Spenden habe Rieger auch von einem zweiten Regensburger Bauträger verlangt – und zwar in Höhe von 60 000 Euro, sagen die Ankläger. Verbunden haben soll er die Aufforderung mit den Worten: „Sie wissen schon, wer in Zukunft über die Baugebiete und die Baugenehmigungen entscheidet.“ Der Bauträger fasste das der Anklageschrift zufolge als „gefühlten Erpressungsversuch“ auf. Neben der Beihilfe zur Steuerhinterziehung und Verstößen gegen das Parteiengesetz wirft die Staatsanwaltschaft Rieger deshalb auch Erpressung vor. Mitangeklagt ist der Inhaber einer Regensburger Marketingagentur, ebenfalls wegen Beihilfe zur Steuerhinterziehung: Er soll Wahlkampfleistungen für Rieger erbracht, das Ganze aber über Scheinrechnungen mit dem Bauträger abgerechnet haben.

Ebendieser Bauträger soll am Mittwoch als Zeuge aussagen. Schon im Wolbergs-Prozess war er als eine Art Kronzeuge aufgetreten. Ob es zu der Aussage kommt, ist derzeit unklar. Denn unmittelbar nach der Anklageverlesung macht der Vorsitzende Richter, Marcus Lang, den Verfahrensbeteiligten ein Angebot. Er schlägt ein Erörterungsgespräch unter Ausschluss der Öffentlichkeit vor, durch das eine Straffung des Verfahrensstoffs möglich werden könnte. Da sowohl die Verteidiger der beiden Angeklagten als auch die Staatsanwaltschaft den Vorschlag begrüßen, wird die Sitzung unterbrochen. Die Beteiligten ziehen sich zum Gespräch zurück.

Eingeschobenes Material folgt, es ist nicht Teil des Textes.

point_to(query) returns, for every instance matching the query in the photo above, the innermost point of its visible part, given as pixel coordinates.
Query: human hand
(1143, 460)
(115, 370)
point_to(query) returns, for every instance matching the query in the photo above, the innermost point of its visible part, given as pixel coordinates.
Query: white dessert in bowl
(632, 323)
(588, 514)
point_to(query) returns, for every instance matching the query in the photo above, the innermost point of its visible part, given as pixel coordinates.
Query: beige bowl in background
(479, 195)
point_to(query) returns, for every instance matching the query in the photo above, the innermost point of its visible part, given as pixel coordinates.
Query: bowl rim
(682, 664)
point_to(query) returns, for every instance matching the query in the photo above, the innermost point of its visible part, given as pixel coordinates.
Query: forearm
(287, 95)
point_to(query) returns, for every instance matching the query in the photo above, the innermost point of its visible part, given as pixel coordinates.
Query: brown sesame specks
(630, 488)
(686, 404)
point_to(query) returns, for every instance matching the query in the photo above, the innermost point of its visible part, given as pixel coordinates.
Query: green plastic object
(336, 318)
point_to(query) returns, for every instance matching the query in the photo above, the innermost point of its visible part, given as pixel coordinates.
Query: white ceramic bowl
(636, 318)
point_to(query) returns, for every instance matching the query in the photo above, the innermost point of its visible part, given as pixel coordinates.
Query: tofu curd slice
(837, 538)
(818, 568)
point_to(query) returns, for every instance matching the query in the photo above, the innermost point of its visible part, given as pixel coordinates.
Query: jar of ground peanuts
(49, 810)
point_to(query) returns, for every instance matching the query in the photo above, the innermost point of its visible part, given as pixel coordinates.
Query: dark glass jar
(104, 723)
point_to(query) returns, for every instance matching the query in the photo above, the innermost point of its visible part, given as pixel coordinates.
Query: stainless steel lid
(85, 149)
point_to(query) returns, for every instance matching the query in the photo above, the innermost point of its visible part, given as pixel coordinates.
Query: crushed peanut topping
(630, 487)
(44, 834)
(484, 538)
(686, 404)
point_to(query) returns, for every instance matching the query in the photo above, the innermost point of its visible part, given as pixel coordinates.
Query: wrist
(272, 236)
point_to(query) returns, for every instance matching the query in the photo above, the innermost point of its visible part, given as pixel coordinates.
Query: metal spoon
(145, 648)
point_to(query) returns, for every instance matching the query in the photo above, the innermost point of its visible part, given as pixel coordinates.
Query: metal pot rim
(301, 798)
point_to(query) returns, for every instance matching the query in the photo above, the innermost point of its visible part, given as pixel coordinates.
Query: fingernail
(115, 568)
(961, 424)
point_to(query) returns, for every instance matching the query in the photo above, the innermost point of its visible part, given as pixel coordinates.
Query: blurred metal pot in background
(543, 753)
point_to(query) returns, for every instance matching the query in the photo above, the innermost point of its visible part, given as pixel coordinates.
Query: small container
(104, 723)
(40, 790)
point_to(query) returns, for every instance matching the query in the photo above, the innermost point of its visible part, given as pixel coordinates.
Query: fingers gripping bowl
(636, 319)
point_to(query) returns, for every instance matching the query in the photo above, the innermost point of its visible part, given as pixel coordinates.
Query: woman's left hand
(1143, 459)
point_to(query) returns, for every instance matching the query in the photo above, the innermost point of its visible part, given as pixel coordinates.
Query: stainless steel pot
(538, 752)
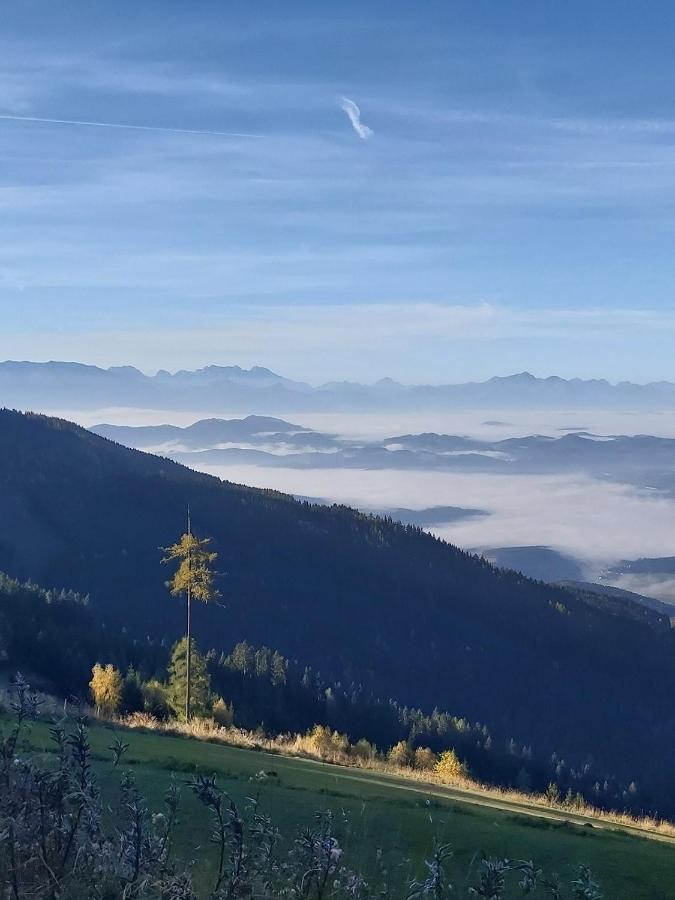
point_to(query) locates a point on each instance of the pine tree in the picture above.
(193, 578)
(200, 680)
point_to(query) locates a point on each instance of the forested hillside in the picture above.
(360, 599)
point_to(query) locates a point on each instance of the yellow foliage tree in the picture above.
(106, 689)
(450, 767)
(326, 743)
(425, 759)
(193, 578)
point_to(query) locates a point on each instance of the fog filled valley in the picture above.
(595, 487)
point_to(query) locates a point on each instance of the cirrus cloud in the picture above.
(354, 115)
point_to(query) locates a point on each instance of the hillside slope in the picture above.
(357, 597)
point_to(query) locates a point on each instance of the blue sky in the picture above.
(512, 207)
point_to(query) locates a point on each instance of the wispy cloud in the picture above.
(87, 124)
(354, 114)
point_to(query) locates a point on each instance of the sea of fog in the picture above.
(489, 424)
(597, 522)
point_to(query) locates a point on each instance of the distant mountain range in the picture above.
(640, 460)
(360, 598)
(74, 386)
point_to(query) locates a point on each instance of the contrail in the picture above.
(354, 114)
(82, 123)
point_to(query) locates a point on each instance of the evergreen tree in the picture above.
(193, 578)
(200, 680)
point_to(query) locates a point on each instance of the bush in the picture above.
(424, 759)
(400, 754)
(449, 767)
(363, 751)
(154, 700)
(326, 743)
(223, 713)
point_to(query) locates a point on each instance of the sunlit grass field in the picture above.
(375, 815)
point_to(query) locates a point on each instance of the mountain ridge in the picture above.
(358, 597)
(258, 389)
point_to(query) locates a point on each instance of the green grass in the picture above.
(373, 813)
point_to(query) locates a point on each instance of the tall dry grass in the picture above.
(336, 750)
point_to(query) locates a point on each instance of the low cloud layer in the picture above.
(598, 522)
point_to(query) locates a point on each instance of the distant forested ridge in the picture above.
(361, 600)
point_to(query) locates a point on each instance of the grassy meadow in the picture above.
(381, 821)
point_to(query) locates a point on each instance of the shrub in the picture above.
(154, 700)
(223, 713)
(449, 767)
(106, 689)
(363, 750)
(400, 754)
(424, 759)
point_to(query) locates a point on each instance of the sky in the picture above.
(436, 191)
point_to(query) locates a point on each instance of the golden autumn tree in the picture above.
(193, 579)
(106, 689)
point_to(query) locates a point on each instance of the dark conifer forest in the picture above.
(376, 626)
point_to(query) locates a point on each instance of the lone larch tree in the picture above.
(194, 579)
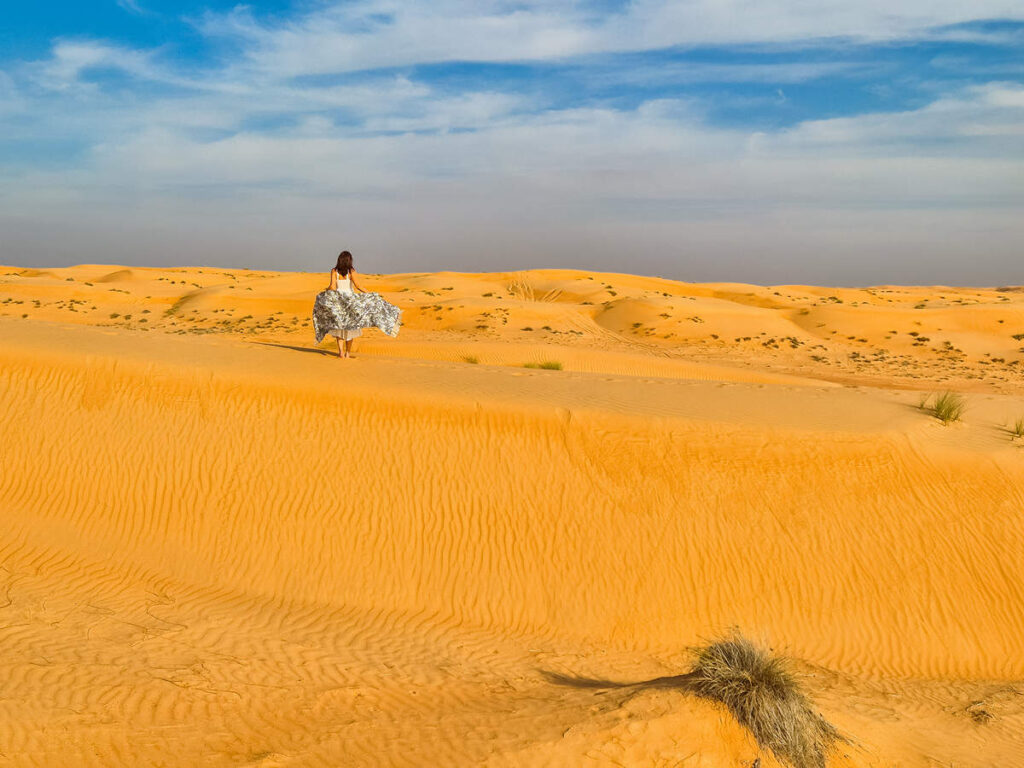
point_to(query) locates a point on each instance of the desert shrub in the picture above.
(765, 697)
(947, 407)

Rieger wirkt am ersten Prozesstag anfangs angespannt, im weiteren Verlauf aber zunehmend gelöst. In den Verhandlungspausen plaudert der 62-Jährige angeregt mit dem mitangeklagten Agenturchef. Gegen Mittag geht die Verhandlung weiter. Vorsitzender Richter Lang erklärt, die Verfahrensbeteiligten hätten ihre Ansichten ausgetauscht und die Auswirkungen möglicher Einlassungen der Angeklagten auf die weitere Beweisaufnahme und eine mögliche Verurteilung erörtert. Der Richter kündigt an, dass das Rechtsgespräch am Nachmittag fortgesetzt wird. Der erste Zeuge, ein Kriminalhauptkommissar, der in dem Verfahren ermittelte, wird kurzfristig abgeladen. Die öffentliche Hauptverhandlung soll erst am Mittwoch weitergehen. Dann wird auch verkündet, mit welchem Ergebnis das Rechtsgespräch ausgegangen ist – und ob die geplanten acht Verhandlungstage mit 18 geladenen Zeugen zusammenschmelzen oder nicht.